This article was originally written for, and published by, New Business magazine in June 2022.
In the digital age, people crave connectivity. This has catalysed a burst of innovation within the B2B events industry, with hybrid and virtual events multiplying around the globe. Today, it is important that the industry sustains this level of innovation. By unlocking the full potential of events, businesses will be able to form relationships to drive growth and create environments that enable them to thrive. Chief Strategy Officers can play a key role in helping to achieve this goal.
Chief Strategy Officers, with their broad outlook and deep insight not only into their own business but also often into their clients’ businesses, can play a role in helping business leaders to re-calibrate their view of events. They can help them see events less as one-off occurrences and more as central parts of extended marcomms strategies. They can help to clarify messaging and use audience profiling and insight to create environments and enriched content, which bring people together, and where moments of real engagement can happen.
Creating environments of true connectivity
People have become used to instant connectivity thanks to the rise of virtual events and a wider range of ways to socialise via digital means. The ability to connect with others at the click of a button is now entirely normalised – but, particularly in the case of B2B events, does this enable truly meaningful engagement?
Real connections are built when delegates feel secure to be the truest version of themselves. Event environments should foster this sense of security, for example by providing an accessible mix of virtual and in-person content. This improves connectivity among audience members, but also among delegates and sponsors or the host company. This is very beneficial for both businesses and marketeers.
Chief Strategy Officers plays a key role in achieving this goal, as they prioritise the focus to be on understanding the needs of an audience before an event has event started. This could be, for example, through a simple questionnaire that attendees submit as they register for a ticket, or data gathered from online profiling ahead of the event. Using this information, as well as material gathered throughout the event, a Chief Strategy Officer and their team can design an environment of true connectivity.
Building truly engaged communities
Businesses need to reassess their view of events and see them as opportunities to build truly engaged communities, which will be long-lasting and contribute to their success. Chief Strategy Officers are well placed to oversee this process with their focus on initiatives that help to drive business’ long-term growth.
This ability to build supportive communities is in part due to the ever-increasing capabilities of event platforms, which collect huge amounts of invaluable audience data and gather it into a central pool of insights. If events – both in-person and virtual – are considered as part of a series, this data can be used to ensure that the connection between brand and audience is deepened and sustained.
Post-event reports can show where interactions happened at an event, what topics were popular in Q&As, how long attendees spent viewing content, if any warm leads were developed, and much more. These insights can be deployed to make sure that a company’s events are constantly evolving and improving. They can also inform how messaging and content is delivered to have maximum impact.

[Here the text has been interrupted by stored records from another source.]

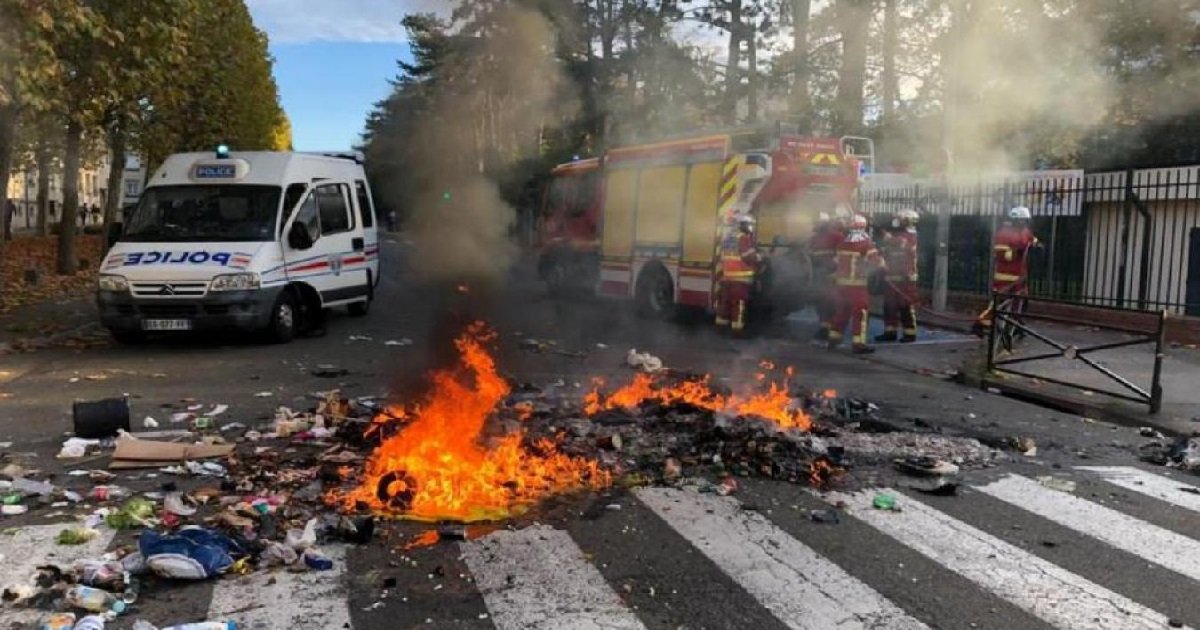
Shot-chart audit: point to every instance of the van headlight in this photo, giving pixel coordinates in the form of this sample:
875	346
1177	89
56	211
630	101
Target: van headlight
237	282
112	282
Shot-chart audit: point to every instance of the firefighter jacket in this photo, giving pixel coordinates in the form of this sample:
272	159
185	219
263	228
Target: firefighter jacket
739	257
857	258
1011	251
823	245
900	255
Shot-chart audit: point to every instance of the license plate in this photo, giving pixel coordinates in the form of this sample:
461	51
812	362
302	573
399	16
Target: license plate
166	324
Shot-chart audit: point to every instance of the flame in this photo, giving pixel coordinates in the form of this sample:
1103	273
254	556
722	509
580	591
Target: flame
773	403
436	467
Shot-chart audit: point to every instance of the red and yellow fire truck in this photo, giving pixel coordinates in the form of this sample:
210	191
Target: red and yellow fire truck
643	221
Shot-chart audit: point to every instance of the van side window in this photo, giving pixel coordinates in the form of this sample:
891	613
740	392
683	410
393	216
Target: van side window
335	216
309	216
291	198
366	209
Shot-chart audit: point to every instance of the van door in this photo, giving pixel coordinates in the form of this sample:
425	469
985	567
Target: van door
325	213
370	223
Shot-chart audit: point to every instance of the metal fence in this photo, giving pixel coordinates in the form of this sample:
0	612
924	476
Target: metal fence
1128	239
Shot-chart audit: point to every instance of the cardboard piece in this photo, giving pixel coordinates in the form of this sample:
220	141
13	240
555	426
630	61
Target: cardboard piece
150	454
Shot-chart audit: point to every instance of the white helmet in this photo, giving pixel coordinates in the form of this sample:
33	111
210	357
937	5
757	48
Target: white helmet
1019	213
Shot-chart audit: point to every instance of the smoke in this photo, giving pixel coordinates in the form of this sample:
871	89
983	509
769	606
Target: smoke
490	103
1031	78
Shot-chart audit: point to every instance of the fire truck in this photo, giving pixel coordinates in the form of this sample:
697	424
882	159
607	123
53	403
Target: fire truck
643	221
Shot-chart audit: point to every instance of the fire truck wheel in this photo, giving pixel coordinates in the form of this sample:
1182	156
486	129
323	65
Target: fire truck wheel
655	293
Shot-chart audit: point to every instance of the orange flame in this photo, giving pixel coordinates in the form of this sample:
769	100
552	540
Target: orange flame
772	405
436	467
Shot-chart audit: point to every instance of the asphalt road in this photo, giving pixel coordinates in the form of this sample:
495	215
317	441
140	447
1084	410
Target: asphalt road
1007	552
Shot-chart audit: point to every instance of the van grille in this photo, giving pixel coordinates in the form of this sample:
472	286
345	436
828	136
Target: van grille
169	289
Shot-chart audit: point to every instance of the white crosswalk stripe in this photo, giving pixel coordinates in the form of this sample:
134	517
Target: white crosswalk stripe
1151	543
538	579
313	600
799	587
1158	486
1043	589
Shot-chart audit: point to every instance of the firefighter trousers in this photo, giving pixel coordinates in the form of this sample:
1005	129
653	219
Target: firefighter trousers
852	305
899	307
731	309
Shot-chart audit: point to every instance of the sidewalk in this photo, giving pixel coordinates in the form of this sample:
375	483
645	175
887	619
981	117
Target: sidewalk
70	321
964	357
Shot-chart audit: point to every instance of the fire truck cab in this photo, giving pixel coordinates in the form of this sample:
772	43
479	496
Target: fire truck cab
645	221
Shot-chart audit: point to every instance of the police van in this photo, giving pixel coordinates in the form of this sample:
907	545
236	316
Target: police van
256	241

Delivering more effective engagement
Chief Strategy Officers can also help develop events as an arena for connectivity that will drive interactions among all levels of stakeholders. Both in-person and virtual events provide great opportunities to make this happen.
In-person events have the great advantage of face-to-face contact with few boundaries to the interaction of the host, clients, and other delegates. On the other hand, virtual platforms have the unique capability of allowing attendees to engage with each other in whichever manner they feel most comfortable – and location isn’t a barrier.
In both cases, several separate audiences can come together, across many locations and in different formats. This builds a connected community, all of whom will have a much more meaningful relationship with the host business as a result. A Chief Strategy Officer will keep this as the guiding principle of delivering effective events – all of which contribute value to a longer-term communications strategy.
Deepening connection with internal stakeholders
Another aspect of the role of Chief Strategy Officer in the context of events, is deepening connections with a client’s internal stakeholders. With each of our clients, we establish relationships with a wide range of departments. This makes it much more likely that the vision for a single or series of events and their role in a company’s communications strategy will be understood, embraced and shared throughout the company.
Recently, this has meant connecting with our clients’ HR departments, or people who oversee employee engagement. Collaborating with these departments means that internal communications are crystallised and harmonised to match any external messaging. This consistency will feed into the improved external engagement, which events can deliver.
Delivering enhanced networks and connections
The knowledge that we have gained throughout the pandemic should not go to waste. Innovation has seen virtual and hybrid events flourish, with emerging technology helping to gather an unprecedented wealth of rich audience data and insight. Coupled with the efforts made to make events as inclusive and accessible as possible, the sector’s landscape has transformed. Rather than thinking of a return to the past, events businesses should be assessing how they can make the events of the future even more relevant, even more effective and even more central to their corporate clients’ business success.
Authored by Stephen D. Pickett, Chief Strategy Officer at Live Group.